International business and trade have been blossoming for decades and we have become used to an increasingly interconnected world in which cross-border business has become more complex than ever before. The evolving demands of the business community have been met with innovating tools and procedures, making international dispute resolution increasingly efficient and expeditious. As these tools and procedures are now taken for granted, the demands of the business and arbitration communities are becoming ever more sophisticated.

In times of a crisis, however, I find it useful to take a step back and strip the situation down to its very core - like peeling the layers off an onion - and look at what really matters. What is the role of the institution? What purpose does it serve in all of what is happening around us?

When removing all the layers of time and cost efficiency, flexible rules, a competent and service minded secretariat, experienced and skillful arbitrators, an innovative and forward leaning mindset, and digital tools to assist with the case management, the core consists of independence and impartiality and being able to serve also in challenging times.

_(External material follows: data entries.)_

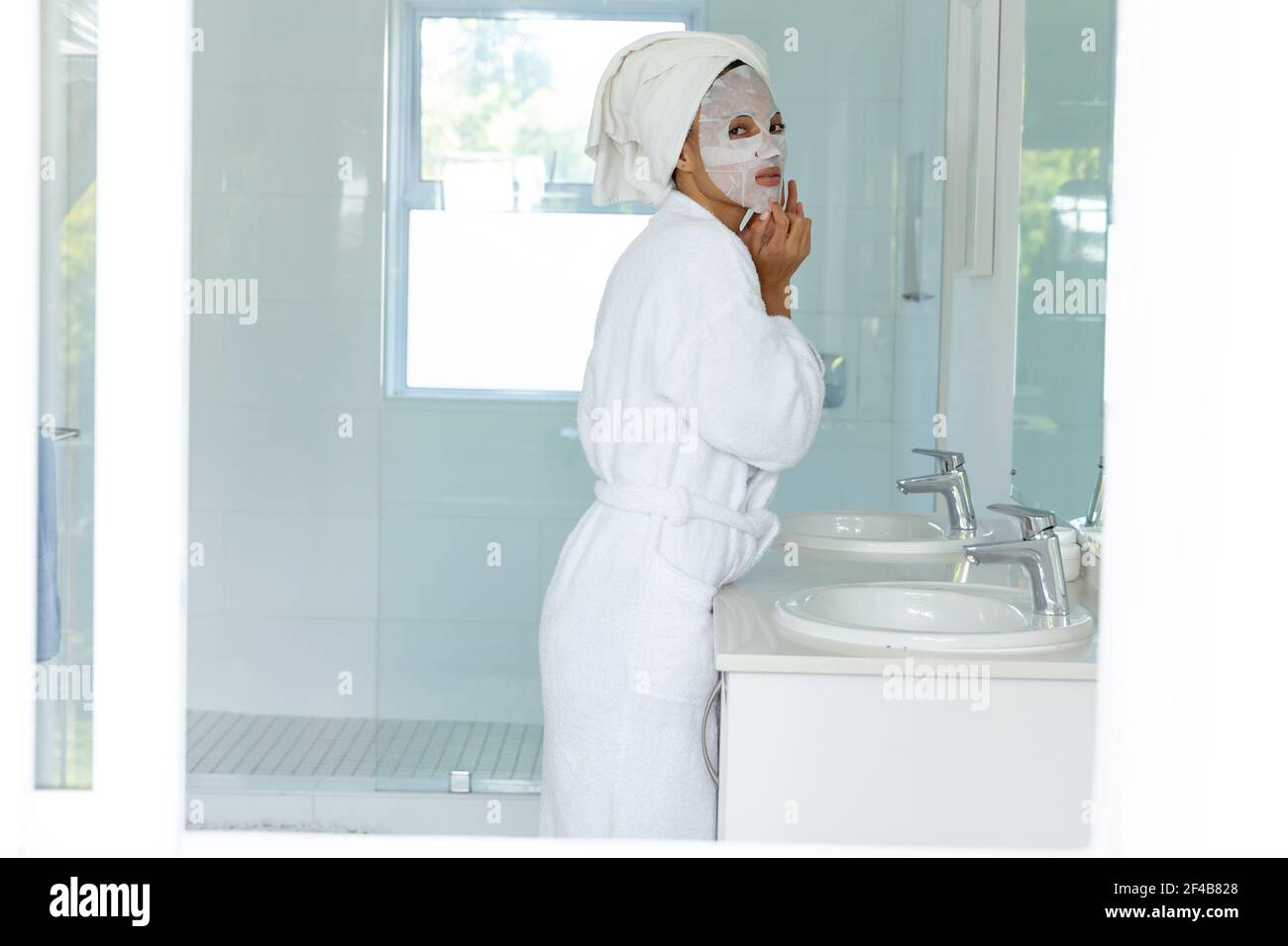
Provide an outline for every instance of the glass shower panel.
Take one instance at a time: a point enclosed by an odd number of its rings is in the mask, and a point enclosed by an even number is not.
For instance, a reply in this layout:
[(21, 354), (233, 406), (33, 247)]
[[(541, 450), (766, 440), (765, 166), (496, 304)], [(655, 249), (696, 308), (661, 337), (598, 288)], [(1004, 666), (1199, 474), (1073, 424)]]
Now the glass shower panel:
[(1012, 485), (1087, 511), (1101, 456), (1114, 0), (1029, 0)]
[(41, 4), (36, 785), (93, 749), (95, 0)]
[(374, 789), (384, 10), (193, 4), (192, 828)]
[[(791, 139), (787, 174), (799, 181), (814, 220), (813, 254), (797, 274), (793, 317), (827, 355), (827, 409), (814, 448), (782, 478), (773, 507), (779, 512), (929, 508), (925, 497), (899, 494), (894, 480), (923, 472), (909, 463), (914, 458), (908, 450), (934, 445), (935, 438), (943, 183), (934, 171), (936, 157), (944, 153), (948, 5), (945, 0), (871, 5), (838, 0), (799, 5), (784, 14), (769, 3), (717, 0), (693, 9), (698, 15), (689, 21), (692, 28), (746, 33), (765, 48)], [(656, 15), (681, 13), (679, 4), (659, 4)], [(578, 17), (571, 9), (559, 15)], [(484, 142), (487, 147), (475, 142), (477, 148), (461, 147), (452, 160), (470, 170), (469, 175), (459, 171), (462, 181), (486, 185), (488, 193), (498, 194), (496, 202), (520, 211), (510, 212), (514, 218), (550, 210), (562, 215), (559, 223), (572, 225), (568, 221), (576, 214), (611, 211), (620, 219), (647, 212), (591, 209), (586, 201), (585, 162), (577, 163), (574, 152), (564, 147), (571, 134), (564, 125), (581, 129), (583, 136), (594, 82), (622, 37), (613, 35), (611, 42), (594, 45), (586, 39), (592, 31), (583, 18), (567, 22), (581, 36), (573, 48), (551, 49), (541, 41), (559, 32), (559, 21), (549, 19), (541, 36), (527, 33), (519, 19), (507, 23), (501, 39), (450, 44), (456, 55), (466, 57), (451, 64), (452, 81), (470, 85), (478, 80), (482, 104), (474, 103), (475, 111), (491, 108), (496, 98), (479, 77), (504, 75), (511, 63), (506, 55), (522, 51), (524, 68), (541, 77), (514, 94), (506, 106), (513, 109), (509, 118), (493, 115), (488, 127), (492, 135), (504, 135), (502, 142)], [(451, 28), (459, 30), (459, 22)], [(640, 24), (636, 35), (658, 28)], [(470, 21), (469, 30), (492, 33), (491, 26), (477, 21)], [(424, 24), (417, 32), (424, 42)], [(799, 39), (799, 49), (790, 35)], [(447, 68), (431, 53), (426, 55), (430, 73)], [(553, 109), (560, 98), (544, 91), (542, 82), (558, 86), (559, 67), (587, 77), (573, 99), (580, 113)], [(429, 82), (424, 75), (421, 81)], [(413, 124), (431, 133), (426, 142), (433, 144), (426, 148), (434, 157), (428, 163), (410, 162), (421, 171), (410, 187), (425, 188), (424, 206), (407, 211), (413, 227), (416, 215), (439, 214), (450, 192), (446, 172), (435, 178), (426, 167), (433, 171), (451, 163), (442, 157), (443, 140), (455, 134), (452, 122), (460, 121), (462, 108), (460, 97), (438, 94), (433, 82), (429, 89), (425, 109)], [(551, 115), (559, 120), (553, 127), (524, 125), (533, 116)], [(450, 194), (446, 203), (452, 203)], [(442, 215), (439, 224), (448, 223), (450, 215)], [(468, 228), (455, 232), (460, 238), (470, 233)], [(608, 239), (591, 238), (600, 245)], [(459, 246), (456, 251), (473, 252), (475, 260), (483, 255), (498, 274), (511, 278), (531, 264), (504, 248), (475, 245), (477, 250)], [(556, 282), (585, 281), (580, 261), (594, 264), (598, 257), (559, 252), (576, 245), (577, 239), (564, 237), (558, 246), (544, 247), (555, 252), (535, 256), (546, 260), (545, 269), (554, 269)], [(433, 269), (439, 259), (431, 255), (422, 265), (410, 266), (408, 278), (430, 288), (411, 300), (408, 344), (420, 339), (421, 345), (437, 345), (433, 358), (455, 371), (469, 369), (474, 376), (483, 369), (502, 371), (500, 358), (483, 360), (480, 369), (473, 362), (453, 363), (448, 350), (453, 335), (411, 332), (417, 320), (429, 324), (424, 306), (444, 293), (473, 300), (443, 306), (453, 319), (468, 319), (477, 328), (495, 318), (477, 309), (496, 296), (496, 287), (483, 286), (486, 291), (478, 293), (471, 293), (470, 281), (443, 287), (444, 274)], [(447, 275), (460, 272), (452, 268)], [(592, 304), (598, 304), (604, 275), (607, 266), (596, 275)], [(586, 315), (555, 311), (542, 317), (541, 301), (531, 302), (537, 311), (532, 318), (550, 326), (551, 333), (572, 331)], [(495, 332), (491, 344), (504, 348), (507, 337)], [(582, 363), (586, 341), (577, 342)], [(408, 354), (408, 387), (434, 386), (429, 373), (421, 378), (412, 371), (415, 357)], [(446, 368), (438, 373), (448, 376)], [(592, 499), (594, 476), (577, 439), (569, 395), (435, 394), (390, 398), (381, 414), (377, 788), (501, 797), (510, 824), (515, 810), (505, 806), (535, 802), (541, 784), (541, 602), (559, 551)], [(484, 820), (488, 808), (460, 811), (466, 820), (456, 825), (457, 831), (497, 829)], [(478, 819), (473, 825), (471, 817)]]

The role of the arbitration institutions is to provide dispute resolution services in a neutral venue as part of a well-functioning, safe and efficient system for international trade. It is the solution for business relationships which have gone sour or otherwise are facing some obstacles and includes the responsibility of institutions to safeguard the rights of the parties and the procedure. This cannot be done unless the institution is independent and impartial. As an institution, we believe in the rule of law and that it is crucial for any sustainable society. Hence, we will continue to advocate for the peaceful resolution of disputes, aim to safeguard the rights of parties and work to ensure that the rule of law is upheld.

The geopolitical consequences of the war in Ukraine have led to a number of practical questions for arbitration proceedings in Europe that potentially affect the rights of parties – irrespective of origin - and undermine the rule of law. I am concerned by this development, and I am not alone. Therefore, the SCC has during the last few months joined forces with Vienna International Arbitration Center (VIAC), Arbitration Institute of Finland Chamber of Commerce (FAI), Milano Chamber of Arbitration (CAM), German Arbitration Institute (DIS) and the Swiss Arbitration Centre with the aim of ensuring that arbitration institutions remain part of the solution for international trade in accordance with existing commercial contracts and investment treaties, which include reference to arbitration in Europe.

Other than that, it is business as usual.

I wish you all a safe summer out of harm’s way, while you may rest assured that the SCC and our friends do everything in our power to ensure that your rights are safeguarded, too, and we continue to provide the international business community with time and cost-efficient dispute resolution based on universal legal principles such as the rule of law and access to justice.